Great. Appreciate that. And the last question I have is referring earlier to the 10,000 patient study, we were talking about we weren't sure when the first patient is going to be enrolled. When you look at the timetable after the first patient is enrolled, what is the timetable that you have right now that you're planning to see to get those 10,000 patients all enrolled?

Speaker 7

The current thinking is it will get all those assuming we start this trial when we think we're going to start this trial, which is again beginning of October 2025, we should be able to enroll this fully enroll this study within 6 months. That's the discussion that we have with our CRO, Elucent, as well as with BARDA and that's kind of where we're thinking.

Speaker 3

Great.

Speaker 12

Thank you very much and thank you for the transparency. It's appreciated.

Operator

Thank you. This concludes our question and answer session. I would like to turn the conference back over to David Dodd for any closing remarks.

Speaker 2

I want to thank everybody for participating in today's update and also especially members of our team who have been so helpful in answering these questions. But we've had the opportunity to review our achievements, our progress as well as our outlook. We strongly believe that Q3 represented continued and significant progress in the GeoMVAX development as a result of the Project NextGen award, our decision to proceed with an expanded gadeptan Phase 2 clinical trial and our progress with GEO MVA as well as the advanced MVA manufacturing process. These are our priorities. These represent our focus.

Speaker 2

Your interest is greatly appreciated and we look forward to ongoing interactions. As always, I'd like to acknowledge and thank the GeoVac's Board of Directors and Advisors, our entire GeoVac staff and the many other parties that continue to support us towards achieving success.
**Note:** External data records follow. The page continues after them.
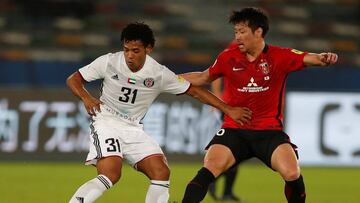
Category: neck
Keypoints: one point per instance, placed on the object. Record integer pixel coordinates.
(256, 51)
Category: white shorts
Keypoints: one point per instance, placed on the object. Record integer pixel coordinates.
(110, 136)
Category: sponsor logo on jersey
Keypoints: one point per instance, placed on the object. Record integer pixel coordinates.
(264, 67)
(115, 77)
(132, 81)
(252, 86)
(80, 199)
(238, 69)
(149, 82)
(296, 51)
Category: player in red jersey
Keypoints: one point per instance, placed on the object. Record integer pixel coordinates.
(229, 175)
(254, 75)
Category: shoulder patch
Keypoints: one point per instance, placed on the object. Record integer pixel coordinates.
(296, 51)
(180, 79)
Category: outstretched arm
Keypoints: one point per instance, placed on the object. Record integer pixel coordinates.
(198, 78)
(76, 84)
(239, 114)
(323, 59)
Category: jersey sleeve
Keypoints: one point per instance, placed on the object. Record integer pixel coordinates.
(217, 69)
(95, 70)
(293, 59)
(172, 83)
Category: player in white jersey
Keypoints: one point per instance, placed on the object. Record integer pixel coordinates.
(131, 82)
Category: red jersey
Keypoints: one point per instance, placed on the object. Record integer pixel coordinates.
(257, 85)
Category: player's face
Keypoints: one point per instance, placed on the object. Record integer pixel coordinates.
(246, 38)
(135, 54)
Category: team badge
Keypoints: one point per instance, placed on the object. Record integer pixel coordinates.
(264, 67)
(149, 82)
(180, 79)
(132, 81)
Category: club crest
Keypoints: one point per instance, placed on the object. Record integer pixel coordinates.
(264, 67)
(149, 82)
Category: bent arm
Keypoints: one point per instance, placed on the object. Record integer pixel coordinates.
(239, 114)
(323, 59)
(76, 83)
(198, 78)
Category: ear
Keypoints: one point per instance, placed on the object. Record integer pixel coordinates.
(258, 32)
(148, 49)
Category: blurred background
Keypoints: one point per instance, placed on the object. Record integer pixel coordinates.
(43, 41)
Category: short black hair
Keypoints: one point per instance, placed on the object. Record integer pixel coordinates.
(254, 17)
(138, 31)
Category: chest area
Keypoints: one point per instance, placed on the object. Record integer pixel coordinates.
(252, 74)
(143, 83)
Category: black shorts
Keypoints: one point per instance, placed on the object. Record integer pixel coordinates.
(246, 144)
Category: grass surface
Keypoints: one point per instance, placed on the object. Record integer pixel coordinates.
(28, 182)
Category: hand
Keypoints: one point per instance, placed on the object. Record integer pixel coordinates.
(328, 58)
(241, 115)
(92, 105)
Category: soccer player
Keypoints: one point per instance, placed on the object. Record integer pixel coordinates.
(131, 82)
(254, 74)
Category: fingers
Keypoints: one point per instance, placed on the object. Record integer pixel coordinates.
(93, 109)
(329, 58)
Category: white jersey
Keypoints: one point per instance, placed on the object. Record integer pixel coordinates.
(128, 94)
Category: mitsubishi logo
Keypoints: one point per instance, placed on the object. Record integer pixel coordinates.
(252, 83)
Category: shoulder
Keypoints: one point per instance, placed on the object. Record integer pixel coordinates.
(229, 52)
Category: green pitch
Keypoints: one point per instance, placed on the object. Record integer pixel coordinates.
(28, 182)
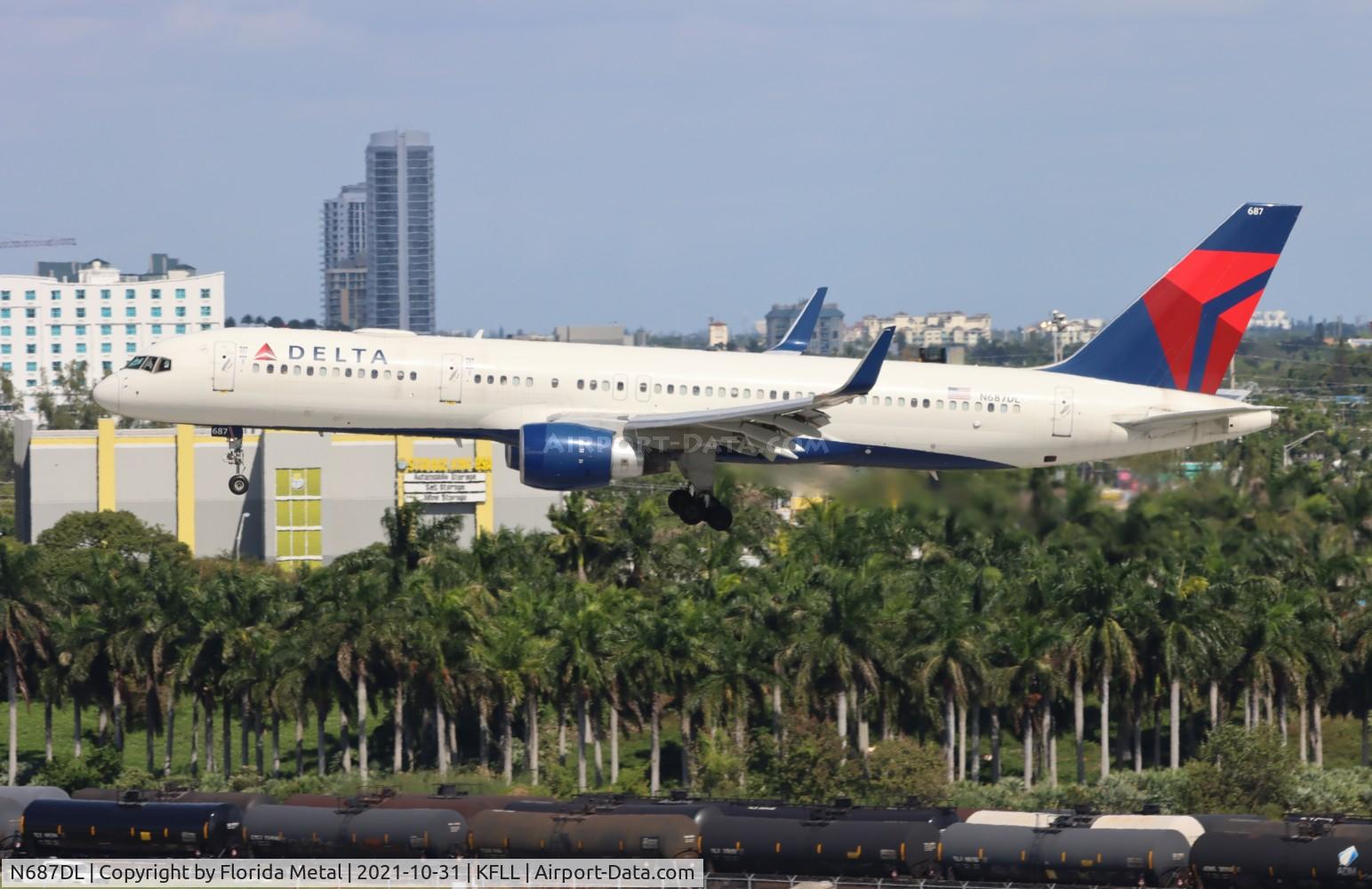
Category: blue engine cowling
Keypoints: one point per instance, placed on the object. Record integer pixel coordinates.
(574, 457)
We remain committed to providing meaningful career development opportunities for highly competitive, quality oriented individuals seeking disrupt the current paradigm of cancer therapies and infectious disease vaccines. We like doing that. We're most proud and appreciative of our team, including those external partners who contribute can continue to contribute to the progress and success underway at GeoVax.

Speaker 2

For all of us, it is a great pleasure serving our shareholders and being a part of this team. Our overriding goal is to improve lives worldwide through our development and commercialization of novel, critically needed cancer therapies and infectious disease vaccines. For today, have a safe, enjoyable day and thank you again for your support and interest.

Operator

The conference has now concluded. Thank you for attending today's presentation. You may now disconnect.